Alike lives with her younger sister, her cop father and her difficult, religious mother. She wears pretty, girly clothes to school and changes into tougher, more aggressive gear along the way, adjusting herself to be more like the crew of butch young lesbians she's begun hanging out with. It's typical teenage identity experimentation, and the experiment is proving successful with everyone except her family. And what's most successful about Rees's approach is that family battles are only one part of the story, not the main event. Alike has more going on than simple persecution and she's determined not to let anyone get in her way.
If you're a regular viewer of indie films, and especially gay-themed indie films, then this kind of clear-eyed emotional significance is something you've seen other movies aim for. And you've also been annoyed by seemingly endless ways they find fail at it. But here, the stripped down approach maintains a level of restraint that will win you over even if you know you've walked down this block before.
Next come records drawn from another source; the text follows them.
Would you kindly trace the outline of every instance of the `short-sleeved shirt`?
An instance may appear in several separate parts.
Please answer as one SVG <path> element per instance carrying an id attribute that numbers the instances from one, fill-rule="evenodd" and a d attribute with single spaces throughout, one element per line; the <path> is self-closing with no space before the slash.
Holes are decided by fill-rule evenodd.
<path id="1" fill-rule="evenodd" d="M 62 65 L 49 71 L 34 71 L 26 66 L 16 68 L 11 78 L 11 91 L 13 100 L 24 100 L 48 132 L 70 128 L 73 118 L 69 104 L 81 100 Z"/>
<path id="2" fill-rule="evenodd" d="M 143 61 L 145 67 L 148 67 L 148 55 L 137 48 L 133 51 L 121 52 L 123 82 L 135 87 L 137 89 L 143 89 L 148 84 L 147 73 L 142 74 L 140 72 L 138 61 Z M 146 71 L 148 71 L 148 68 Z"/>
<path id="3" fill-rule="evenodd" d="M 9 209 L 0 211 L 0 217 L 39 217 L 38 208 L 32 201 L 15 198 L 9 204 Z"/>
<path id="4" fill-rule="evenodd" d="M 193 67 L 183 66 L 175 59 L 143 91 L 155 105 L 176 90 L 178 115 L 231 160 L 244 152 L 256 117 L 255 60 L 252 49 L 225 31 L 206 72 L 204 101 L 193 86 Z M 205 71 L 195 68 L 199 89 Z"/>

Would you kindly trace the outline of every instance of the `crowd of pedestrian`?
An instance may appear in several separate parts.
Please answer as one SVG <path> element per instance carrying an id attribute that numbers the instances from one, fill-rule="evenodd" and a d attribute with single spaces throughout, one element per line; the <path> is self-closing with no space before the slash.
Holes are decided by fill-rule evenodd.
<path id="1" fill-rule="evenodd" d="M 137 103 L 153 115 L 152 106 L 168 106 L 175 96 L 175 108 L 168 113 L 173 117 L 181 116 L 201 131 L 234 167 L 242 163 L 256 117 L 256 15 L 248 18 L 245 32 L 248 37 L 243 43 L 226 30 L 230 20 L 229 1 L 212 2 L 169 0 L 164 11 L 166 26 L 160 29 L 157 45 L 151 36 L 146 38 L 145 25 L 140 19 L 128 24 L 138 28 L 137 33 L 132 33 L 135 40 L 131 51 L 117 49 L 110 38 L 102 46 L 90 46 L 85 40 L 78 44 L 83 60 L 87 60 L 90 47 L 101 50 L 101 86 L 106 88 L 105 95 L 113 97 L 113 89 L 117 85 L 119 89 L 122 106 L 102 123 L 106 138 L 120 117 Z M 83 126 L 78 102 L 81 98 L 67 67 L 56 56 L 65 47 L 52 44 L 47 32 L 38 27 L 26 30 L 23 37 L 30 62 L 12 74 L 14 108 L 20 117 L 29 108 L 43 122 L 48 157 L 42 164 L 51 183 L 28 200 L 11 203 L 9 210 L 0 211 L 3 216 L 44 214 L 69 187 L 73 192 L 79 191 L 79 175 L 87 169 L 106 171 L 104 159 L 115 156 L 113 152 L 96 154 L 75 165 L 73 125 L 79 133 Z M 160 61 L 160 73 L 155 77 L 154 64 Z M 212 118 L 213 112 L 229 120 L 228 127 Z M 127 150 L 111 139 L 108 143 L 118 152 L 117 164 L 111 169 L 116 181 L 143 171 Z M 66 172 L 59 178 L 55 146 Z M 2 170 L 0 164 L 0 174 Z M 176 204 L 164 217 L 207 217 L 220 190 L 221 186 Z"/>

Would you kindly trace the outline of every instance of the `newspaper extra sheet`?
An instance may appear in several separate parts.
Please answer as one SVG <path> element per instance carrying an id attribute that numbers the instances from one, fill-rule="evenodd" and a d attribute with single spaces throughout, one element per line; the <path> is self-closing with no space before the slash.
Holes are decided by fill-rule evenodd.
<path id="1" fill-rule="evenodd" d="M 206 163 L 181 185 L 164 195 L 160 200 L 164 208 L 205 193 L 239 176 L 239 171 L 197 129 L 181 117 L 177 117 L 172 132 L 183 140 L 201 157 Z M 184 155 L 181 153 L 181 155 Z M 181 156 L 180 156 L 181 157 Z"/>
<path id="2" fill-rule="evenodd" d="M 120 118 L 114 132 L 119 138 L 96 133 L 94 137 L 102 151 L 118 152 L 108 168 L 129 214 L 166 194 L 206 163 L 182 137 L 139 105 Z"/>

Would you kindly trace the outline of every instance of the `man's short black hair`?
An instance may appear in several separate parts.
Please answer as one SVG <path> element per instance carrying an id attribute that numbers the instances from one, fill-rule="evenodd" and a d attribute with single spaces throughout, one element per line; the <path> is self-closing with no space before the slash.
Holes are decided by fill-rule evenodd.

Most importantly, you'll be introduced to Adepero Oduye. Fans of the FX series Louie have already seen her. It was in the episode where Louis C.K. is sexually assaulted by his dentist and meets Osama Bin Laden in a drug dream. In the second half of the show, he haplessly flirts with a beautiful African-American grocery store clerk played by Oduye. He follows her home on the subway and goes for broke trying to get her to give him the time of day. She shuts him down mercilessly. Besides a few short films, that's Oduye's resume, a memorable guest spot on TV's coolest un-sitcom and now a tough, vulnerable performance in movie that's probably going to become a personal talisman for young lesbians of this moment in the same way that films like Show Me Love and Beautiful Thing found their own appreciative audiences in the 1990s, a kind of how-to guide to getting by. Not a bad way to kick-start a career.